私も母なので、息子ほどかけがえのないものはないのにと思うと、本当に悲しくて…。そこに泣けました。泣きました。
あんな経験がなくてもエルトンはきっとスターになれる才能があったのだから、本当に、よく頑張ったね、って言ってあげたい。
愛を得るために「認められたい」から、頑張りすぎる。ダダをこねる。
エルトン、働き者だったんですね。毎年のようにアルバムリリースして、ツアーもきっとたくさん。そら疲れるよ…。

エルトン・ジョンは、私の中では、交友関係の広い、気さくでおちゃめなセレブというイメージがあって(キングスマンのイメージも強い)きっとこの作品ではかなり彼の主観が強いであろうとは思うものの、あのタロンくんの全力の演技を観るかぎり、そして親友バーニーが素晴らしい人物だというのが伝わってきたから、きっと私の想像通りの人物だと、信じたい。

あとはもう、とにかくタロン・エガートンですよ。体当たり演技もミュージカルシーンも全力投球なのがビシビシ伝わってきました。何より、イーグル・ジャンプやキングスマンでのダサ眼鏡姿が、パワーアップ(笑)ダサいの通り越して、もう何でも似合うじゃん。可愛いです(//∇//)

あのギンギラギンの衣装はエルトンの心の仮面でもあったかもしれないけど、まあ本人の趣味ですな…。

ちなみに観ると決めた時から、Apple Musicで「はじめてのエルトン・ジョン」を聴きまくりました。聴いておいて大正解。
(映画サントラは、タロンくん歌唱ではなく、エルトンのオリジナル楽曲のプレイリストも最近出来ていた。もっと早く、つくっておくれやさい…)

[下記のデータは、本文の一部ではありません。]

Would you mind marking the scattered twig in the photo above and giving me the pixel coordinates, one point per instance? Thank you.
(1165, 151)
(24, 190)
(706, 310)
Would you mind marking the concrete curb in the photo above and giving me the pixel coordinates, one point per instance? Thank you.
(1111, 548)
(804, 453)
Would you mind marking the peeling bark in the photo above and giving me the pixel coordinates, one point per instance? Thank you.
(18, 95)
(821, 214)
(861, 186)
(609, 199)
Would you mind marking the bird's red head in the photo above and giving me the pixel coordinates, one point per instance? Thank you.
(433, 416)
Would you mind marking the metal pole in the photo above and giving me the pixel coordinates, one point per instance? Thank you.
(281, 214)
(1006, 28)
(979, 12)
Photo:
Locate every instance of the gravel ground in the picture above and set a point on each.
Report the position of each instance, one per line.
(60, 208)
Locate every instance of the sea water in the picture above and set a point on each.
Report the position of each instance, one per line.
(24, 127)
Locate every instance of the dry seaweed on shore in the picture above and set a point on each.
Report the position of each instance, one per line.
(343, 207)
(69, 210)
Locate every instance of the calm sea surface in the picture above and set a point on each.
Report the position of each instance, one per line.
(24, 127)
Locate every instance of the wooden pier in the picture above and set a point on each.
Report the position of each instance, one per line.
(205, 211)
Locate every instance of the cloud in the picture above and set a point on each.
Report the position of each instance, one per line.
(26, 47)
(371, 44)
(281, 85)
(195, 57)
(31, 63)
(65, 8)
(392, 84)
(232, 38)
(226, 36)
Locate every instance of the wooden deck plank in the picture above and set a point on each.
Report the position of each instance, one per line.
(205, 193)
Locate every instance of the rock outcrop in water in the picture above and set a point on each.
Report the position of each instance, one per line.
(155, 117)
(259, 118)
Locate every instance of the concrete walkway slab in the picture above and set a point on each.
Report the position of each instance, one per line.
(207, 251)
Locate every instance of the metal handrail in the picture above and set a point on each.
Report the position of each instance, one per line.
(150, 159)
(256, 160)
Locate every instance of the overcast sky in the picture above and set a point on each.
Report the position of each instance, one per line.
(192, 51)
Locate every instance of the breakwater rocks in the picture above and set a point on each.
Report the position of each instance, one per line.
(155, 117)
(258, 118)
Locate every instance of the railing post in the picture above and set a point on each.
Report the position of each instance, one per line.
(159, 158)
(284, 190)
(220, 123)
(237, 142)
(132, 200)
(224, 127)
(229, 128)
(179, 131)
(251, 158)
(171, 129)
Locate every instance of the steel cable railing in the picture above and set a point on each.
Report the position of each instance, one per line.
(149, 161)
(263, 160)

彼の曲がピッタリ好みかというとそうでもないからもう頻繁に聴くことはなさそうだけど、一度聴くと忘れられない、キャッチーなフレーズばかり。

鑑賞後は、曲を聞くたびに心が痛くなってしまうのも、あまり聴きたくない原因に(笑)

それくらい、心を鷲掴みにされる作品でした。ミュージカルとしても、一人の人間ドラマとしてもおススメ!